A successful goal connects to who you are, not what you do.

Cindy JobsUncategorized

“We start by focusing on who we wish to become.”

James Clear, Atomic Habits

So often we state our goals the “I want to do . . .” format. But a more robust approach may be to state your goal in the form of “I want to become . . .”

Let’s look at this a little closer. 

The person in the above image may have said to themselves, “I want to climb Mount Everest.” (yes, I know this isn’t Mount Everest). And they may very well climb Mount Everest, but then the journey is complete. 

Or, they may have stated the goal as “I want to become a supreme mountain climber who can successfully climb any mountain of my choosing.” Now, they may also decide to climb Mount Everest. Still, by rephrasing the goal, their journey is not complete with climbing Mount Everest.

Here’s some guidance on creating “Who I Am,” not “What I Do” goals.

Step 1: State your goal.

 “I want to live in a three-bedroom house at the end of 12 months.”

Step 2: Identify how this goal pertains to who you want to become.
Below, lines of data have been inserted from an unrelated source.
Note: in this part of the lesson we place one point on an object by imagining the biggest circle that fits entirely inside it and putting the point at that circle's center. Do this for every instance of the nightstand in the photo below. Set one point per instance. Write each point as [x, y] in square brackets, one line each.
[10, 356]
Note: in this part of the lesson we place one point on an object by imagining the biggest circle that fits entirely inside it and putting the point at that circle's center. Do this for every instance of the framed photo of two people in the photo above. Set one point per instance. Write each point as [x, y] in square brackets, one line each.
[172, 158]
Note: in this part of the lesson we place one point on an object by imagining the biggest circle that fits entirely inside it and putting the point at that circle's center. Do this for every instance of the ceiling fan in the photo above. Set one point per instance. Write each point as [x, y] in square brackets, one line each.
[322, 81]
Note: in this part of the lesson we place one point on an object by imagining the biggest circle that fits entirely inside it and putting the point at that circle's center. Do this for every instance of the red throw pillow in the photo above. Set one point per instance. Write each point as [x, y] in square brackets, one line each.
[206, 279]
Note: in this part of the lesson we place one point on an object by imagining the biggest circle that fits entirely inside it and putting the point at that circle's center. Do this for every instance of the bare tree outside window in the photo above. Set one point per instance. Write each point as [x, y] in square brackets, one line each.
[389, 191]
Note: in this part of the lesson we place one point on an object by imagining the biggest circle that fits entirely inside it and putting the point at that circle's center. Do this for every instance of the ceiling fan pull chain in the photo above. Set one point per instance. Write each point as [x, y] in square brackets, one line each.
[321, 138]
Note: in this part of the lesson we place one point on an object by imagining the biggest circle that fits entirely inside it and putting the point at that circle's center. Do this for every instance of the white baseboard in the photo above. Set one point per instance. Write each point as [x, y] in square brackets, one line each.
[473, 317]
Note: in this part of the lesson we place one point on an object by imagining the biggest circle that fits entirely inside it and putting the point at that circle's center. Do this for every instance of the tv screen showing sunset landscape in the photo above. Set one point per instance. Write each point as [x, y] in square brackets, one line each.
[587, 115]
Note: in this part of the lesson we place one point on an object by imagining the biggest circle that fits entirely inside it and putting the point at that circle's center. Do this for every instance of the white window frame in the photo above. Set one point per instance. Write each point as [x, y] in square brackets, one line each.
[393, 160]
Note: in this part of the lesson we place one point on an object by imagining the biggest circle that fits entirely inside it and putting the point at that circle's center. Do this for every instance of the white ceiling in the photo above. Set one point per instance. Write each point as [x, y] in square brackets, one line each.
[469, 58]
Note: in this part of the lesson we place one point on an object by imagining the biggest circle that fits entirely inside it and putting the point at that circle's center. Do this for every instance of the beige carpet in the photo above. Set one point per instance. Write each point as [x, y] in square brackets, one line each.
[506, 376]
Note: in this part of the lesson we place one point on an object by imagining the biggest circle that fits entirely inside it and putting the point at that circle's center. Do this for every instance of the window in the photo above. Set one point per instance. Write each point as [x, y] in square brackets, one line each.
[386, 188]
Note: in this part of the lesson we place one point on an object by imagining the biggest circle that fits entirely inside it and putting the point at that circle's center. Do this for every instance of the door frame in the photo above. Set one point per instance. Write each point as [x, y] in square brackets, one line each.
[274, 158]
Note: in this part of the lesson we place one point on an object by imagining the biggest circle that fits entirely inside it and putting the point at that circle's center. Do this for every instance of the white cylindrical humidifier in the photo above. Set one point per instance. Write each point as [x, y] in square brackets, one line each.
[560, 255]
 “I want to become a person who provides a comfortable lifestyle for my family.”

Step 3: Identify why this goal is important to you. 

“I want to improve my family’s lifestyle.”

Step 4: Identify what will change once this goal is met. 

 “Living in a three-bedroom house will mean my children don’t share bedrooms.”

Step 5: Create a SMART goal. (Specific, Measurable, Achievable, Realistic, and Timely)

 “I want to live in a three-bedroom house at the end of 12 months.”

Step 6: Determine the step(s) necessary to complete the goal. 

          “To achieve my goal, I need to save $7,200 over the next 12 months.”

Step 7: Break the step(s) down into practicable action(s).

          “To save $7,200 over the next 12 months, I need to save $600 per month or roughly $150 per week.”

Step 8: Break the practicable action(s) down into actionable steps.

“To save $600 per month, I need to:”

      1. Stop eating out.
      2. Make my own coffee.
      3. Cancel Netflix.

Step 9: Determine what resources are required to complete the goal (i.e., new equipment, time, partnerships, etc.)

“To stop eating out, I need to:”

      1. Create a weekly meal plan.
      2. Create a shopping list.
      3. Add meal preparation into my weekly/daily schedule.

Step 10: Detail how you will feel once this goal is met.

“Once I meet my goal, I will feel accomplished, accountable, and more supportive of my family.”

There you have it. A combination of SMART goals being aligned with the person you want to become.

Who do you want to become, and what goals will get you there?